These tests seem full of flaws or I am missing a lot of stuff here. Plus the wording is terrible, does "150 participants who were given a text of 1,000 words to read" mean they were given 2 texts, one scifi, and the other ordinary drama or just 1 text. I am curious as to know who these 150 readers were? Were these people taking classical fictional literature classes or people taking anything but classical fictional literature? Or picked by random? Would anybody be surprised if 150 people who avidly read science fiction were to read the narrative realism piece of text and overwhelmingly find it boring?
This seems harmless enough until the search engines pick it up. "Readers of the science fiction story" got shortened to "science fiction readers" and while I don't know who made the switch, they don't mean the same thing to me. It is true only in the context of that one article and I think you might have to read it twice to realize that science fictions does not refer to anyone reading science fiction. In the search engine results it will show up as the full sentence: "Science fiction readers scored lower in comprehension, generally, and in the subcategories of theory of mind, world, and plot.”
This could be nit picking but is it really science fiction when all you do is replace a few simple words to change the setting? First it was written from a feet on the ground point of view, then supposedly switched to one of hurtling through space. Is that just hack writing? Does a crude attempt to change the wording get noticed by the readers? When a writer is practicing formula writing because they know the formula to be successful don't they change a lot more than just a few words for each type of story to make the writing successful?
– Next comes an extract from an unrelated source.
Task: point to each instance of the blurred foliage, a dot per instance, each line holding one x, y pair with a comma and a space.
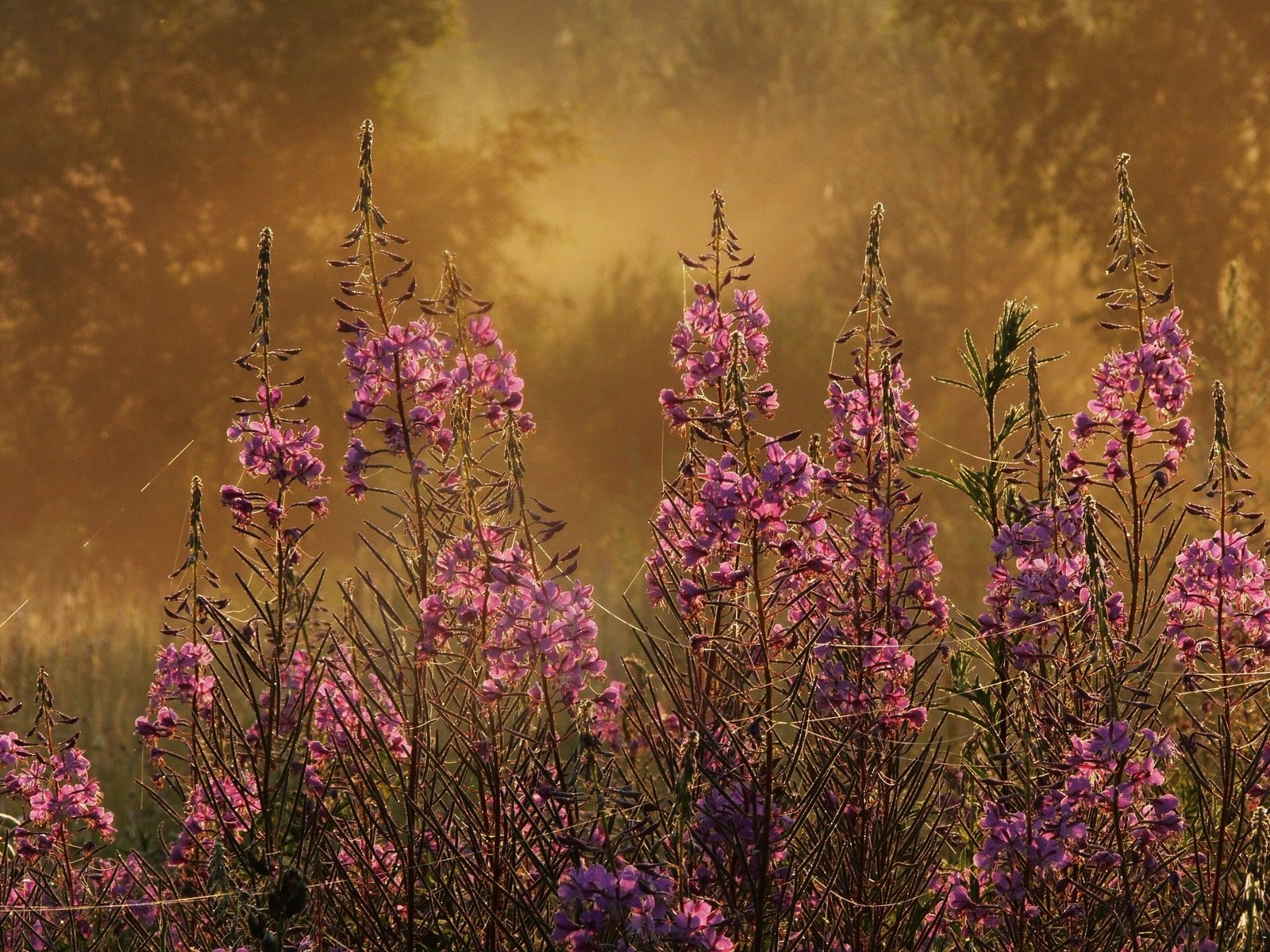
146, 144
1183, 86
The guy running the survey wants to run more surveys on more genres because he wonders if subjects that readers are reading can have an impact on their attention span and comprehension of what they are reading. It has been my understanding that when people are biased about something they are less likely to want to know everything about the subject and more likely to form opinions based on partial or even wholly fictional understandings of whatever they are biased against. A better study would be how does a person's bias for one subject interfere with a person's ability to carry out competent work in that subject, or better yet, in unrelated subjects.